The man, from Varberg in southern Sweden, gained some media attention last year when he attempted to register a personal licence plate reading "3JOH22A".
The Swedish Transport Agency (Transportstyrelsen) rejected the licence plate request on the grounds of it being offensive, the reason for which is made clear when the combination is reflected in a mirror.
The same man has now made two further attempts to change his plate to "8UTT5EX" and "X32TTU8" respectively, but they were also denied, as they too could be considered offensive.
If not immediately obvious, the explanation for rejecting the latter combination is once again made clear when a mirror is introduced to the equation.
"We get a lot of requests and some of them are very subtle. Many see it as a sport to try and get a word through. This one was quite easy to reject," Eva Isaksen from the Swedish Transport Agency told public broadcaster SVT.
The Transport Agency's rules state that a personalised number plate ”may not be designed if it causes offence or harm to anyone else," including allusions to alcohol, drugs, sex, swearwords, religion or criminality.

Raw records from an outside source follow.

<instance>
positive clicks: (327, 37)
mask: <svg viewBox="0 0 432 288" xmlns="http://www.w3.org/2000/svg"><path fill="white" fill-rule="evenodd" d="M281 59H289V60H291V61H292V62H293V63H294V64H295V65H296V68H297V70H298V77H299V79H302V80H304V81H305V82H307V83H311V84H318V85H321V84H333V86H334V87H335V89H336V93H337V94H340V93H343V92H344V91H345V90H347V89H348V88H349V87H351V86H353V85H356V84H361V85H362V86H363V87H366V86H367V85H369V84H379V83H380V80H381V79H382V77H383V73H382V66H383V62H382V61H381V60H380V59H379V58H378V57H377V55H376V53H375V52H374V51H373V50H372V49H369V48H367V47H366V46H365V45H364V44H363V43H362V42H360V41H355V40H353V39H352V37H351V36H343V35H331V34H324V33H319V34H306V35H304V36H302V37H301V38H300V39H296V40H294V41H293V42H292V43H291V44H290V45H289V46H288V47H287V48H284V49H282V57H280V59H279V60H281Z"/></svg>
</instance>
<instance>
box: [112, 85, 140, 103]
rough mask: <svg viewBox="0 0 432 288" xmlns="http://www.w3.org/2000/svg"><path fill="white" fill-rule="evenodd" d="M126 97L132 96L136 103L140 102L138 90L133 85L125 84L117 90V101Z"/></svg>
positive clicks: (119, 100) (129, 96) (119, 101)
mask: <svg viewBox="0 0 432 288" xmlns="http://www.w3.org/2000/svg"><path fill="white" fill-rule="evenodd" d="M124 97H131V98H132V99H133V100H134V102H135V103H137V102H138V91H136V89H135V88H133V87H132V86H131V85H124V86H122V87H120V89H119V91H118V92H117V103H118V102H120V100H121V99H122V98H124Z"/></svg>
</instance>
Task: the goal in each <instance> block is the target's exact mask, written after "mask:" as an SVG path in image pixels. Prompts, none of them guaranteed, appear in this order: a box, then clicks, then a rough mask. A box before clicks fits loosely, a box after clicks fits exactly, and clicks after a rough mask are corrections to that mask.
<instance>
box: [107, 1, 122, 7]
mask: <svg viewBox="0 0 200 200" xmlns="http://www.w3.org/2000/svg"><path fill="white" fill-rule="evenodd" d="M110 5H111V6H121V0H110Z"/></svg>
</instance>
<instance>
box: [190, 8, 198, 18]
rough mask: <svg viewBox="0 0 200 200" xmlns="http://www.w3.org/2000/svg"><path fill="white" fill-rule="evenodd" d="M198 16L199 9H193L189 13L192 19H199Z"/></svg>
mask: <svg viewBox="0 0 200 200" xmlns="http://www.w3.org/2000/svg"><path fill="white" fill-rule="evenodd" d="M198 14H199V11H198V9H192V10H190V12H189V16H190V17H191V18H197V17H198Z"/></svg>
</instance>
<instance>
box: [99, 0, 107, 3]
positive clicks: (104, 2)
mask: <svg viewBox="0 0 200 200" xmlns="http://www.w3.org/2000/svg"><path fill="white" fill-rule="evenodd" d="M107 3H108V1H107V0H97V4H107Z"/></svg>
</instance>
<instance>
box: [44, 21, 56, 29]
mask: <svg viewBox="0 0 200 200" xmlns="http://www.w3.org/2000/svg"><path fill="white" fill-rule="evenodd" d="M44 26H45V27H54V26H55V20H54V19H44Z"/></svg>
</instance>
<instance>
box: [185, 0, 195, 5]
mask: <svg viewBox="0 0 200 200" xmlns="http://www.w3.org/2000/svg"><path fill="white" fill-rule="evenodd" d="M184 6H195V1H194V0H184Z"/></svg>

More Britons are personalizing their car number plates than ever before, according to the Driver and Vehicle Licensing Agency (DVLA). In the past year, the Treasury made a record total of £102 million — £15 million more than 2014-2015 from an estimated 335,000 registration plates purchased by drivers in the U.K.
The DVLA started selling personalised number plates in 1990, with just 77,745 purchased between 1995-96 — four times less than today. At present, the DVLA boasts 47 million plates on offer to drivers across the country, which can be bought online or at auctions.
The DVLA says almost 335,000 registrations were sold in the last year – more than four times the figure in the mid-Nineties.
A spokesman for the AA welcomed the news, saying: “It puts a smile on people’s faces and raises money for the exchequer – what’s there to complain about?